Old Jail Museum
Old Jail Museum built in 1887, houses the Gonzales Chamber of Commerce & Agriculture offices Open Mon.-Fri. 8 a.m. – 5 p.m. Sat. 9 a.m.-4 p.m. Sun. 1-4 p.m. Architect Eugene T. Heiner designed the brick structure to hold 200 prisoners under riot conditions. Contractor Henry Kane and Snead & Company Iron Works contracted to build the jail of concrete and steel for $21,660.20.
Enter an entrance hall which was once the sheriff’s office. To the left were three rooms, kitchen and bath used as the family living quarters for the sheriff or jailer. All of the ceilings are made of corrugated steel and concrete. On the lower floor are display cases for articles taken from prisoners, information on the sheriffs, deputies and other law enforcement officials who served through the years.
At the end of the hall is the dungeon, where the only light light and air came from holes above the door. There is a jailer’s bedroom and the ‘women and lunatics’ cell. The second and third floors feature a large room known as the runaround which is two stories high and was not used for hardened criminals. The death cells are at the front of this room and feature doors of two-inch iron strips forged and fused through the use of heat, borax and hammer, since the jail was built before welding was invented. In each wing of the room are two-story metal cells, built as rooms within a room and featuring more of the riveted doors.

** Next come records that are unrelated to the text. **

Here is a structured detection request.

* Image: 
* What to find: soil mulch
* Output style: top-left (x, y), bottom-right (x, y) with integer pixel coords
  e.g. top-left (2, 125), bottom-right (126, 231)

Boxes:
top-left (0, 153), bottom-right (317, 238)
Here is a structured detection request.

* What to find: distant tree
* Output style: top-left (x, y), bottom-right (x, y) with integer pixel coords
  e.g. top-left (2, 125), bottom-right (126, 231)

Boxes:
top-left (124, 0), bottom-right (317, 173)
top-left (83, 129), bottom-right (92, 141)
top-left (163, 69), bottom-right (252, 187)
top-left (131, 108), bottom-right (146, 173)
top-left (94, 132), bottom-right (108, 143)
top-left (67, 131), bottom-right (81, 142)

The last gallows were last used in 1921 and were torn down in the 1950s. They stood in the run-around next to the third-floor walkway. The present gallows are an exact reproduction. Large doors to the cell blocks feature small swing-out doors with bars, from which the jailer could observe the prisoners and inside the room are levers that opened and closed latches on the cell doors.
Note the small diagonally shaped coal stoves in the far corner of each cell. At the end of each wing is a recessed arch where a large wood stove was used. There were six legal hangings in Gonzales, the first in 1855 between the jail and the jailer’s house that were on Market Square. In 1878 it was estimated that 4,000 people “arrived as to a feast to witness the human suffering and shedding of blood” of Brown Bowen. Another hanging was in 1881.
After this jail was built, the first permanent gallows were built in it in 1891 and used again in 1897. Albert Howard’s hanging on March 18, 1921, was the last held in Gonzales County and this jail.
A legend persists that while Howard was in jail, he became obsessed with the clock on the courthouse, keeping strict attention to the number of hours he had to live. He swore his innocence would be shown by the clock, that none of the four faces would ever keep the same time again if he was hanged. Through the years the faces have rarely been consistent.